As I’ve listened to Gracie over the past month chatter about all they are doing to prepare for this art show, I have smiled so many times.  While I appreciate the fundraising intent of the event, my joy is a result of what these children are learning from it.  Compassion, creativity, leadership, organization, loving people through dark times.

After all, the lessons learned from this project may be more important than the factoring worksheet we did for homework last night.  Not once in my adult life have I had to use prime numbers, but praying for direction and practicing kindness??  Every.  Single.  Day.
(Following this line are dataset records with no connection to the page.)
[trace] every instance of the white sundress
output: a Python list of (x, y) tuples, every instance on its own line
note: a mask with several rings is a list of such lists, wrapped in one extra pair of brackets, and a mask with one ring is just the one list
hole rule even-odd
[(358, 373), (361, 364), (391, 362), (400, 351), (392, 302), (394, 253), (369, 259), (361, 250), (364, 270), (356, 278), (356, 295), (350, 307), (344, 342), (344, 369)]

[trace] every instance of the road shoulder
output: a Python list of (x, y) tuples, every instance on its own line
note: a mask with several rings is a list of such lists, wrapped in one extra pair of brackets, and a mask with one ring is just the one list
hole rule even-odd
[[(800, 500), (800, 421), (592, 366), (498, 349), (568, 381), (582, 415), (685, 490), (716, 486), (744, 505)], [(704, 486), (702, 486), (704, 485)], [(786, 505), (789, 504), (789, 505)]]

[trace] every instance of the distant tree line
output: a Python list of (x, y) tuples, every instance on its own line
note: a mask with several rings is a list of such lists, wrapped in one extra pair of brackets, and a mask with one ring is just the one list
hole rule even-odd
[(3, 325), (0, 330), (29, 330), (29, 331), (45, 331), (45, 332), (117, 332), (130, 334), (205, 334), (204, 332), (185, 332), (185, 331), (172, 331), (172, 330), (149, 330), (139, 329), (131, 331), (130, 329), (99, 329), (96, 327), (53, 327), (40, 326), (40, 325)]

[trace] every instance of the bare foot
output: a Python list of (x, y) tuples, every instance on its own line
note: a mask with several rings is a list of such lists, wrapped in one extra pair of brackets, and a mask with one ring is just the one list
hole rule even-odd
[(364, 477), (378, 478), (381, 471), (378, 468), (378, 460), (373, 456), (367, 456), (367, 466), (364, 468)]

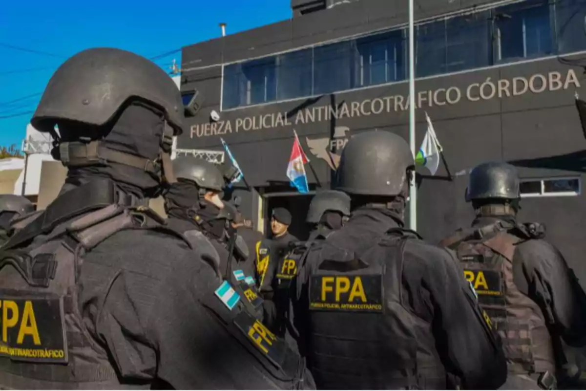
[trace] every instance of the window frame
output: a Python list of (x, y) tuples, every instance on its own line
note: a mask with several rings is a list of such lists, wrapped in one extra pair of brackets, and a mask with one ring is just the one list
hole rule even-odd
[[(565, 192), (546, 192), (545, 191), (545, 183), (549, 181), (578, 181), (578, 190), (574, 191)], [(539, 193), (520, 193), (522, 198), (534, 198), (536, 197), (575, 197), (582, 194), (582, 177), (579, 175), (575, 176), (547, 176), (540, 178), (523, 178), (519, 181), (520, 184), (526, 182), (539, 182), (540, 184), (540, 192)]]
[[(488, 63), (486, 66), (472, 66), (469, 67), (464, 66), (461, 69), (457, 69), (455, 70), (448, 70), (448, 68), (450, 67), (448, 67), (448, 64), (451, 64), (451, 63), (450, 63), (449, 62), (450, 58), (448, 56), (448, 52), (449, 51), (448, 49), (449, 49), (450, 46), (448, 45), (447, 43), (445, 48), (446, 53), (445, 56), (446, 57), (446, 62), (444, 64), (444, 68), (445, 69), (438, 69), (437, 70), (438, 72), (434, 72), (432, 74), (429, 75), (420, 76), (418, 76), (417, 72), (417, 62), (418, 57), (417, 51), (418, 51), (418, 47), (420, 45), (417, 45), (416, 42), (415, 48), (416, 52), (414, 53), (416, 61), (415, 79), (427, 79), (432, 77), (441, 77), (442, 76), (451, 74), (452, 73), (474, 72), (476, 69), (484, 69), (487, 68), (498, 67), (500, 66), (508, 65), (510, 64), (515, 64), (519, 62), (522, 63), (526, 61), (539, 60), (540, 59), (547, 59), (549, 57), (555, 57), (557, 55), (557, 53), (560, 53), (559, 50), (560, 43), (558, 42), (560, 38), (558, 36), (558, 32), (557, 27), (557, 24), (559, 19), (558, 16), (558, 9), (559, 8), (559, 6), (557, 5), (557, 2), (554, 2), (553, 4), (550, 4), (548, 2), (546, 1), (546, 0), (534, 0), (534, 2), (535, 2), (532, 1), (531, 0), (529, 0), (529, 1), (524, 1), (523, 0), (509, 0), (509, 1), (505, 0), (505, 1), (500, 2), (498, 3), (485, 4), (482, 6), (480, 6), (474, 8), (469, 7), (462, 9), (459, 9), (452, 12), (447, 13), (443, 15), (437, 15), (433, 17), (430, 17), (421, 19), (419, 21), (417, 21), (415, 26), (415, 28), (417, 28), (418, 29), (421, 26), (425, 25), (427, 23), (432, 23), (437, 22), (438, 21), (443, 21), (444, 23), (444, 29), (445, 32), (445, 39), (447, 40), (449, 38), (449, 36), (448, 36), (447, 34), (447, 30), (448, 30), (447, 22), (448, 20), (456, 18), (466, 18), (468, 15), (471, 14), (486, 13), (487, 16), (489, 19), (489, 21), (488, 23), (488, 28), (487, 29), (488, 36), (486, 38), (486, 39), (488, 41), (486, 45), (488, 52)], [(498, 11), (502, 11), (503, 8), (504, 7), (515, 6), (515, 5), (519, 5), (520, 6), (520, 7), (523, 7), (523, 5), (524, 4), (526, 4), (526, 5), (524, 6), (524, 8), (527, 9), (533, 8), (539, 8), (539, 7), (543, 7), (544, 9), (545, 8), (547, 9), (548, 15), (549, 17), (548, 25), (547, 26), (548, 27), (548, 30), (549, 30), (549, 34), (550, 34), (549, 39), (550, 41), (550, 43), (551, 45), (551, 48), (548, 50), (550, 50), (550, 53), (549, 54), (547, 54), (547, 53), (539, 53), (537, 54), (527, 56), (527, 36), (526, 29), (524, 29), (523, 31), (523, 37), (522, 37), (523, 42), (523, 56), (514, 57), (512, 57), (503, 59), (502, 45), (500, 45), (500, 43), (502, 41), (503, 38), (499, 32), (500, 31), (500, 29), (499, 29), (498, 26), (497, 26), (498, 21), (495, 19), (495, 16)], [(506, 10), (505, 11), (506, 12)], [(512, 13), (513, 12), (515, 12), (515, 8), (514, 6), (512, 6), (510, 12)], [(516, 12), (518, 12), (522, 14), (523, 9), (522, 8)], [(523, 20), (524, 23), (526, 23), (525, 21), (526, 19), (527, 19), (526, 16), (523, 18)], [(544, 19), (544, 20), (545, 19)], [(358, 50), (357, 50), (357, 43), (361, 39), (367, 39), (369, 37), (371, 38), (371, 39), (376, 40), (376, 37), (377, 36), (384, 36), (384, 35), (392, 34), (393, 32), (397, 32), (397, 31), (400, 32), (400, 33), (398, 34), (397, 36), (401, 36), (402, 38), (402, 42), (403, 42), (403, 44), (401, 45), (402, 58), (401, 59), (401, 60), (402, 60), (397, 61), (396, 57), (397, 55), (398, 55), (399, 53), (399, 50), (397, 50), (398, 48), (396, 47), (397, 45), (396, 41), (394, 41), (395, 42), (395, 44), (393, 45), (394, 47), (393, 50), (396, 52), (396, 56), (395, 56), (396, 58), (394, 59), (394, 61), (393, 62), (394, 62), (393, 69), (390, 69), (389, 55), (390, 55), (390, 47), (389, 47), (389, 44), (387, 43), (387, 47), (386, 49), (386, 59), (385, 60), (385, 81), (384, 83), (380, 83), (377, 84), (372, 83), (371, 81), (371, 80), (372, 80), (372, 72), (370, 72), (369, 75), (368, 75), (369, 77), (367, 78), (369, 79), (368, 81), (369, 82), (367, 84), (366, 83), (364, 82), (364, 80), (367, 79), (366, 77), (367, 75), (365, 74), (364, 69), (365, 67), (364, 62), (366, 59), (365, 58), (364, 56), (362, 55), (360, 55), (359, 57), (358, 57), (359, 55), (357, 53)], [(350, 75), (349, 79), (350, 79), (350, 85), (348, 88), (345, 87), (343, 89), (340, 89), (340, 90), (336, 89), (328, 93), (330, 94), (342, 93), (346, 91), (350, 91), (361, 90), (367, 88), (379, 87), (395, 83), (404, 82), (407, 80), (408, 80), (408, 70), (407, 66), (408, 65), (407, 63), (408, 59), (408, 45), (406, 45), (406, 42), (405, 42), (407, 37), (407, 31), (408, 31), (408, 27), (407, 26), (407, 24), (405, 23), (402, 23), (387, 29), (381, 29), (376, 31), (371, 31), (364, 33), (356, 34), (350, 36), (342, 37), (335, 39), (332, 39), (327, 42), (310, 44), (305, 46), (297, 47), (292, 50), (284, 50), (282, 52), (272, 53), (269, 56), (251, 57), (246, 60), (240, 60), (230, 63), (223, 63), (222, 64), (223, 67), (233, 65), (235, 64), (239, 64), (241, 69), (241, 67), (246, 67), (246, 64), (248, 63), (258, 60), (261, 60), (263, 59), (268, 59), (269, 58), (272, 57), (274, 59), (272, 64), (274, 68), (274, 72), (272, 73), (274, 75), (272, 77), (274, 79), (274, 91), (273, 92), (273, 93), (271, 94), (267, 93), (267, 87), (269, 86), (272, 87), (272, 86), (269, 86), (269, 84), (265, 80), (264, 83), (264, 90), (265, 90), (264, 99), (262, 102), (252, 103), (251, 94), (251, 86), (250, 86), (250, 83), (248, 83), (246, 86), (243, 86), (243, 87), (246, 87), (246, 88), (244, 89), (246, 90), (243, 91), (243, 93), (244, 94), (244, 96), (243, 97), (243, 98), (244, 98), (244, 100), (246, 100), (246, 103), (240, 103), (240, 102), (241, 102), (242, 100), (239, 99), (239, 104), (233, 107), (230, 107), (227, 108), (224, 108), (224, 103), (223, 101), (222, 101), (222, 107), (220, 108), (220, 110), (222, 111), (232, 110), (244, 107), (254, 107), (258, 105), (271, 104), (274, 103), (278, 103), (284, 101), (308, 99), (312, 97), (319, 96), (320, 94), (322, 94), (316, 93), (316, 81), (317, 79), (316, 77), (316, 70), (317, 67), (316, 67), (315, 66), (315, 50), (323, 46), (335, 45), (342, 43), (350, 43), (351, 46), (353, 45), (353, 48), (352, 49), (352, 50), (353, 50), (354, 52), (353, 53), (350, 53), (349, 56), (350, 57), (350, 61), (349, 62), (350, 64), (349, 65), (350, 69), (349, 70), (349, 73)], [(417, 37), (415, 38), (415, 39), (417, 40)], [(577, 47), (578, 47), (578, 46), (577, 46)], [(582, 46), (584, 46), (584, 50), (572, 52), (571, 53), (578, 53), (580, 52), (586, 52), (586, 40), (585, 40), (584, 45)], [(311, 81), (308, 80), (308, 83), (311, 83), (311, 94), (304, 95), (304, 96), (292, 96), (292, 97), (289, 97), (289, 98), (279, 98), (278, 97), (278, 93), (279, 91), (278, 75), (278, 64), (277, 63), (277, 59), (278, 57), (278, 56), (281, 56), (282, 55), (294, 53), (297, 51), (305, 50), (309, 49), (311, 49), (312, 70), (311, 70)], [(564, 54), (565, 55), (570, 54), (570, 52), (568, 53), (564, 52)], [(475, 57), (475, 58), (476, 57)], [(369, 63), (370, 62), (372, 62), (369, 61)], [(475, 60), (474, 62), (475, 62)], [(369, 63), (367, 65), (367, 66), (372, 67), (372, 66), (371, 64)], [(394, 71), (394, 74), (397, 75), (399, 77), (397, 77), (397, 76), (396, 76), (394, 78), (391, 77), (391, 74), (393, 74), (393, 70)], [(393, 79), (393, 80), (391, 80), (391, 79)], [(222, 93), (223, 93), (224, 90), (224, 84), (225, 83), (226, 80), (226, 77), (225, 75), (223, 75), (222, 78), (222, 86), (221, 87), (222, 89)], [(271, 90), (272, 89), (271, 88)], [(272, 98), (272, 99), (268, 98), (270, 96)]]

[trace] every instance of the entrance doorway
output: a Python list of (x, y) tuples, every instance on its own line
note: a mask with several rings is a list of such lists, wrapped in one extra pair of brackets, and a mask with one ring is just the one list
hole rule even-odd
[(309, 227), (305, 223), (307, 210), (309, 203), (315, 192), (309, 194), (299, 193), (272, 193), (264, 195), (265, 202), (264, 216), (264, 232), (267, 237), (272, 234), (271, 232), (271, 216), (272, 209), (275, 208), (284, 208), (291, 214), (291, 225), (289, 227), (289, 233), (299, 240), (306, 240), (309, 236)]

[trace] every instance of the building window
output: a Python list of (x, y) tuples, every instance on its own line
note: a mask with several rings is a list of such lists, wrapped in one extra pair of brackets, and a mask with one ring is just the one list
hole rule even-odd
[(356, 40), (356, 87), (405, 79), (403, 32), (396, 30)]
[(445, 72), (490, 65), (488, 11), (448, 19), (445, 22)]
[(558, 53), (586, 49), (586, 15), (584, 0), (561, 0), (556, 3), (556, 36)]
[(277, 83), (275, 57), (250, 61), (242, 66), (242, 82), (246, 94), (246, 104), (256, 104), (275, 100)]
[(551, 55), (553, 50), (550, 5), (529, 0), (496, 8), (495, 60), (512, 61)]
[(275, 99), (275, 57), (226, 66), (224, 108), (270, 102)]
[(417, 26), (415, 34), (415, 73), (417, 77), (445, 72), (445, 19)]
[(292, 99), (313, 94), (313, 48), (277, 57), (277, 98)]
[(314, 93), (329, 94), (354, 86), (355, 41), (314, 48)]
[[(586, 49), (584, 0), (525, 0), (416, 25), (418, 77)], [(223, 108), (404, 80), (406, 29), (226, 65)]]
[(522, 179), (522, 197), (559, 197), (580, 195), (581, 182), (579, 177)]

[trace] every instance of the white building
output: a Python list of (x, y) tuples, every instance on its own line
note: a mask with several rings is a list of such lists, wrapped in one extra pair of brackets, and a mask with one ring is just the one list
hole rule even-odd
[[(172, 79), (180, 88), (181, 77)], [(173, 138), (173, 159), (179, 154), (193, 154), (216, 163), (224, 161), (223, 151), (177, 149), (176, 138)], [(48, 133), (39, 132), (30, 124), (27, 125), (21, 148), (25, 158), (0, 159), (0, 194), (23, 195), (40, 209), (57, 196), (65, 180), (66, 169), (51, 156), (52, 141)], [(161, 213), (160, 209), (156, 209)]]

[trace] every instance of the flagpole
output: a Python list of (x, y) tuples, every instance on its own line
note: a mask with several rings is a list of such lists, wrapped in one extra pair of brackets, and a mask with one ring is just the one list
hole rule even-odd
[[(409, 0), (409, 146), (415, 158), (415, 31), (413, 0)], [(409, 227), (417, 229), (417, 187), (413, 173), (409, 185)]]

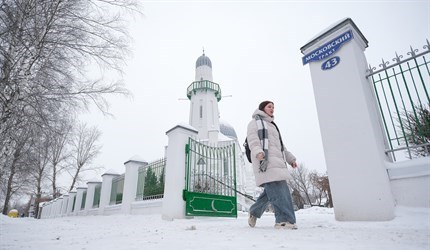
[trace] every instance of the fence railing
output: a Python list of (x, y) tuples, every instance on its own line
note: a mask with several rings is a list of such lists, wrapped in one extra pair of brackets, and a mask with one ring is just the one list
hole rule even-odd
[(102, 190), (102, 184), (99, 183), (94, 188), (93, 208), (98, 208), (100, 205), (100, 192)]
[(393, 64), (382, 59), (369, 65), (392, 161), (430, 155), (430, 43), (424, 51), (410, 48), (408, 58), (396, 53)]
[(122, 195), (124, 190), (124, 174), (112, 179), (112, 189), (110, 193), (110, 205), (122, 203)]
[(189, 139), (187, 190), (217, 195), (236, 195), (236, 162), (232, 144), (211, 147)]
[(164, 195), (166, 158), (139, 167), (136, 200), (160, 199)]

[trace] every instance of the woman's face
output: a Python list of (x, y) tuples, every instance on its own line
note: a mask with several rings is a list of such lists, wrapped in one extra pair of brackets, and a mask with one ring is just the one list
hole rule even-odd
[(264, 112), (269, 116), (273, 116), (273, 112), (275, 111), (275, 105), (273, 103), (269, 103), (264, 107)]

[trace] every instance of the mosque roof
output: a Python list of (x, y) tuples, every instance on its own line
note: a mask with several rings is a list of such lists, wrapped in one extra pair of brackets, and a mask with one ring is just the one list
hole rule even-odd
[(205, 55), (205, 53), (203, 53), (203, 55), (201, 55), (199, 58), (197, 58), (196, 68), (203, 66), (203, 65), (206, 65), (206, 66), (209, 66), (210, 68), (212, 68), (211, 59), (209, 59), (209, 57), (207, 57)]

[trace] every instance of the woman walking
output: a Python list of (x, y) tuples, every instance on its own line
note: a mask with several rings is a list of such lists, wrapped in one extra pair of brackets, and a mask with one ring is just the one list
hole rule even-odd
[(275, 105), (271, 101), (260, 103), (248, 124), (247, 140), (251, 149), (252, 167), (257, 186), (263, 193), (251, 206), (248, 224), (255, 227), (257, 218), (272, 204), (275, 212), (275, 228), (297, 229), (296, 216), (287, 179), (290, 174), (287, 163), (297, 167), (296, 157), (282, 142), (278, 127), (274, 123)]

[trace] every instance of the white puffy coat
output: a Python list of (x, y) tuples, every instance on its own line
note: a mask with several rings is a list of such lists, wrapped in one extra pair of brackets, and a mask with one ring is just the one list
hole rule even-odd
[[(266, 121), (268, 126), (268, 139), (269, 139), (269, 161), (267, 165), (267, 170), (261, 172), (259, 169), (260, 162), (257, 159), (257, 154), (264, 153), (263, 148), (260, 143), (260, 138), (257, 134), (257, 123), (255, 121), (255, 116), (260, 115), (261, 118)], [(261, 186), (264, 183), (287, 180), (291, 178), (291, 175), (287, 168), (287, 162), (291, 164), (296, 160), (296, 157), (285, 148), (281, 151), (281, 142), (279, 139), (279, 133), (276, 127), (271, 122), (273, 117), (270, 117), (264, 111), (257, 109), (252, 114), (252, 120), (248, 124), (247, 139), (248, 145), (251, 150), (252, 167), (255, 175), (255, 183), (257, 186)]]

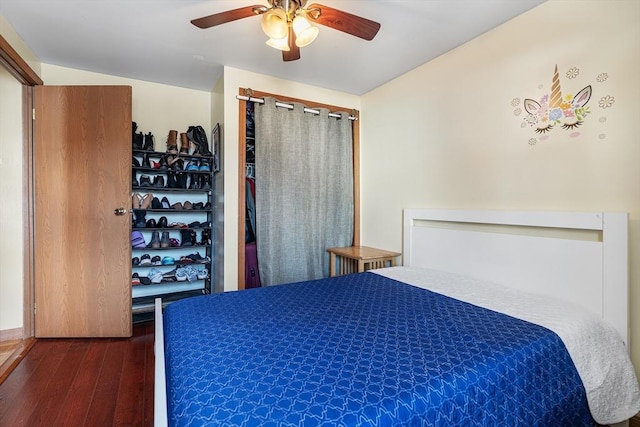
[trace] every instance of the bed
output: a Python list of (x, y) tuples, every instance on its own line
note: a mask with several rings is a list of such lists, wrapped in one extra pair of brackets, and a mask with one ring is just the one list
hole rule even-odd
[(627, 215), (407, 209), (403, 266), (156, 301), (156, 425), (613, 424)]

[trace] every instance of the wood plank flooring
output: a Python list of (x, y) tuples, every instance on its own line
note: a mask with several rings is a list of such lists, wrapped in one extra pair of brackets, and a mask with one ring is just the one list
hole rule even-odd
[(152, 426), (153, 323), (133, 337), (38, 339), (0, 384), (0, 426)]

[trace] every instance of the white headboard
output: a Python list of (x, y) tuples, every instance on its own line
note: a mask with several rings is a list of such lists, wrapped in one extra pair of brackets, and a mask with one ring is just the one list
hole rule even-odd
[(628, 343), (627, 223), (626, 213), (405, 209), (403, 263), (571, 301)]

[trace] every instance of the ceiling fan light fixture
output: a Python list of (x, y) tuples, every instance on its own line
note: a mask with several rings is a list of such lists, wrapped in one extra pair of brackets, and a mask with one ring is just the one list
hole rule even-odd
[(269, 40), (267, 40), (267, 45), (271, 46), (274, 49), (284, 50), (285, 52), (288, 52), (289, 38), (287, 36), (280, 39), (270, 38)]
[(296, 46), (298, 47), (309, 46), (320, 32), (317, 27), (311, 25), (307, 18), (302, 15), (296, 16), (291, 26), (293, 27), (293, 32), (296, 33)]
[(271, 39), (281, 39), (289, 33), (287, 14), (284, 10), (273, 8), (262, 15), (262, 31)]

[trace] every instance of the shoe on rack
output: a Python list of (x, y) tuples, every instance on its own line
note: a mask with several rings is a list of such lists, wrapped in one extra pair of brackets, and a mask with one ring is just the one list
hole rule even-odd
[(170, 130), (167, 136), (167, 153), (178, 154), (178, 131)]
[(189, 174), (187, 173), (183, 173), (183, 172), (179, 172), (176, 174), (176, 188), (187, 188), (187, 178), (189, 177)]
[(167, 172), (167, 188), (178, 188), (176, 173), (173, 171)]
[(211, 176), (204, 175), (202, 177), (202, 183), (200, 184), (200, 189), (202, 190), (211, 190)]
[(143, 150), (154, 151), (155, 150), (155, 138), (151, 132), (144, 135), (144, 145), (142, 146)]
[(189, 258), (191, 260), (191, 262), (201, 262), (202, 261), (202, 255), (200, 255), (200, 252), (196, 252), (195, 254), (189, 254), (187, 255), (185, 258)]
[(187, 280), (187, 272), (184, 268), (176, 268), (176, 280), (178, 282), (184, 282)]
[(180, 235), (182, 237), (182, 243), (180, 246), (193, 246), (196, 244), (196, 232), (188, 229), (181, 229)]
[(132, 248), (144, 248), (145, 242), (144, 242), (144, 236), (142, 235), (141, 232), (139, 231), (133, 231), (131, 232), (131, 247)]
[(210, 229), (207, 228), (207, 229), (202, 230), (200, 244), (201, 245), (210, 245), (211, 244), (211, 230)]
[(167, 271), (166, 273), (162, 273), (162, 281), (163, 282), (175, 282), (176, 280), (176, 270), (177, 269), (173, 269), (171, 271)]
[(160, 233), (154, 231), (151, 234), (151, 241), (149, 242), (147, 247), (151, 249), (158, 249), (160, 247)]
[(138, 124), (136, 122), (131, 122), (131, 146), (134, 150), (142, 150), (142, 146), (144, 145), (144, 136), (142, 132), (136, 133), (138, 130)]
[(153, 201), (153, 194), (148, 193), (142, 196), (140, 199), (140, 209), (149, 209), (151, 208), (151, 202)]
[(200, 267), (195, 267), (196, 270), (196, 278), (198, 280), (204, 280), (207, 277), (209, 277), (209, 270), (207, 270), (206, 268), (200, 266)]
[(142, 254), (142, 256), (140, 257), (140, 265), (143, 267), (146, 265), (151, 265), (151, 256), (149, 256), (149, 254)]
[(189, 138), (186, 133), (180, 134), (180, 154), (189, 154)]
[(200, 176), (195, 173), (189, 175), (189, 190), (199, 190), (200, 189)]
[(206, 160), (200, 161), (199, 170), (201, 172), (210, 172), (211, 171), (211, 166), (209, 165), (209, 162), (206, 161)]
[(162, 282), (162, 270), (152, 268), (149, 270), (147, 277), (151, 280), (151, 283), (160, 283)]
[[(161, 248), (168, 248), (169, 246), (171, 246), (171, 241), (169, 240), (169, 232), (168, 231), (163, 231), (162, 232), (162, 237), (160, 238), (160, 247)], [(160, 258), (160, 257), (158, 257)]]
[(164, 176), (162, 175), (154, 176), (152, 186), (154, 188), (164, 188)]
[(147, 222), (145, 217), (147, 213), (140, 209), (135, 209), (133, 211), (133, 226), (135, 228), (145, 228), (147, 226)]

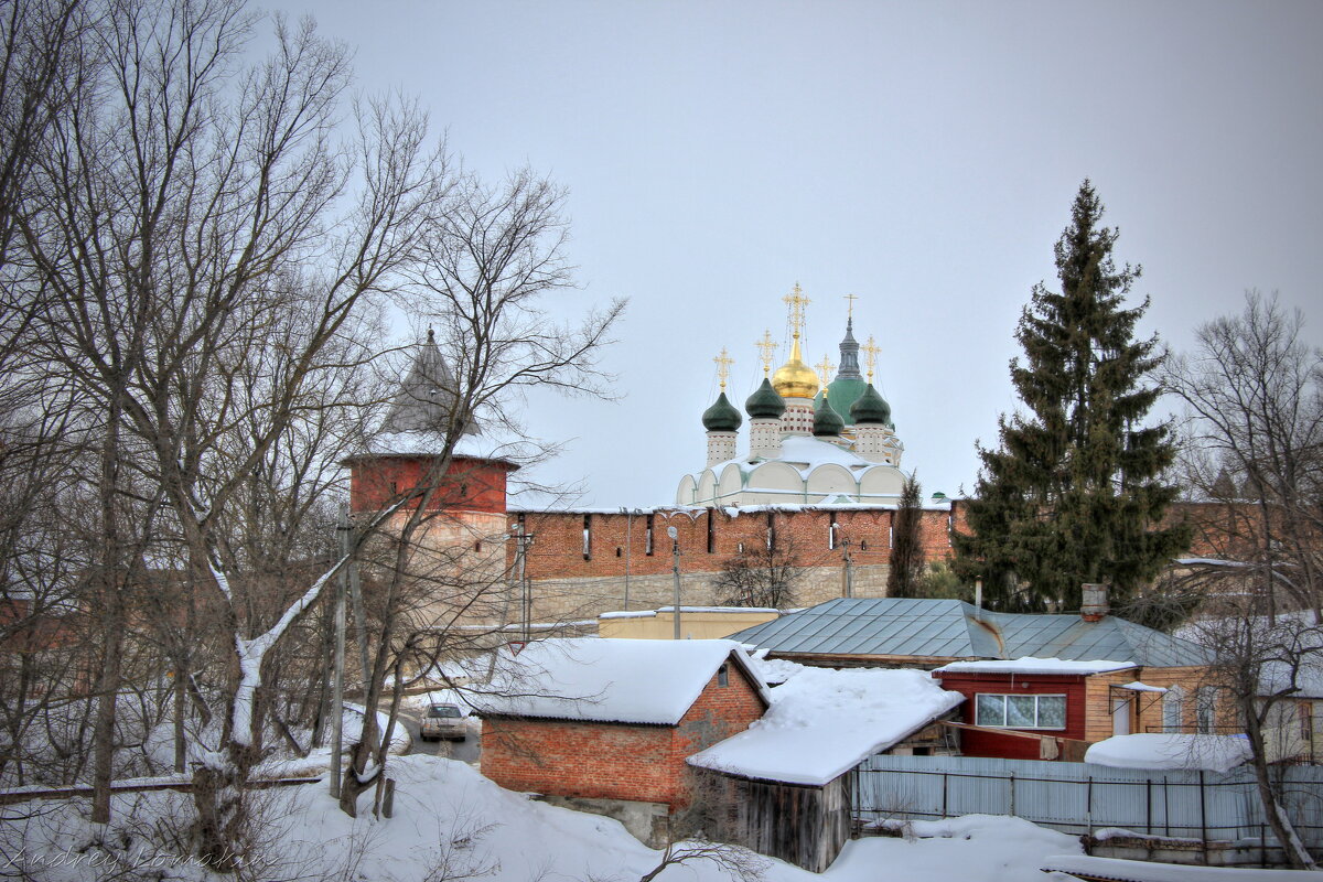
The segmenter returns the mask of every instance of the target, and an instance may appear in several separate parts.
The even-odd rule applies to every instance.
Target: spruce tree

Today, I am thankful for a little blonde haired, blue-eyed girl who had the desire to help her best friend’s family and for the teacher who not only listened to her idea, but empowered her to act on it.

More than anything, I am grateful my daughter attends a school that teaches students so much more than just the core subjects.  I unknowingly modeled some of those same lessons, and, amazingly enough, she was paying attention.  Thank God for that.

And if you are a local reader, I personally invite you to the St. Pat’s Art Show.  It’s just a week away.  I know a lot of students who are eager to showcase their artwork and two little girls who are expecting a big turnout for their first event.

Remember, it may not seem like it, but our children really are watching and our actions teach them what words won’t.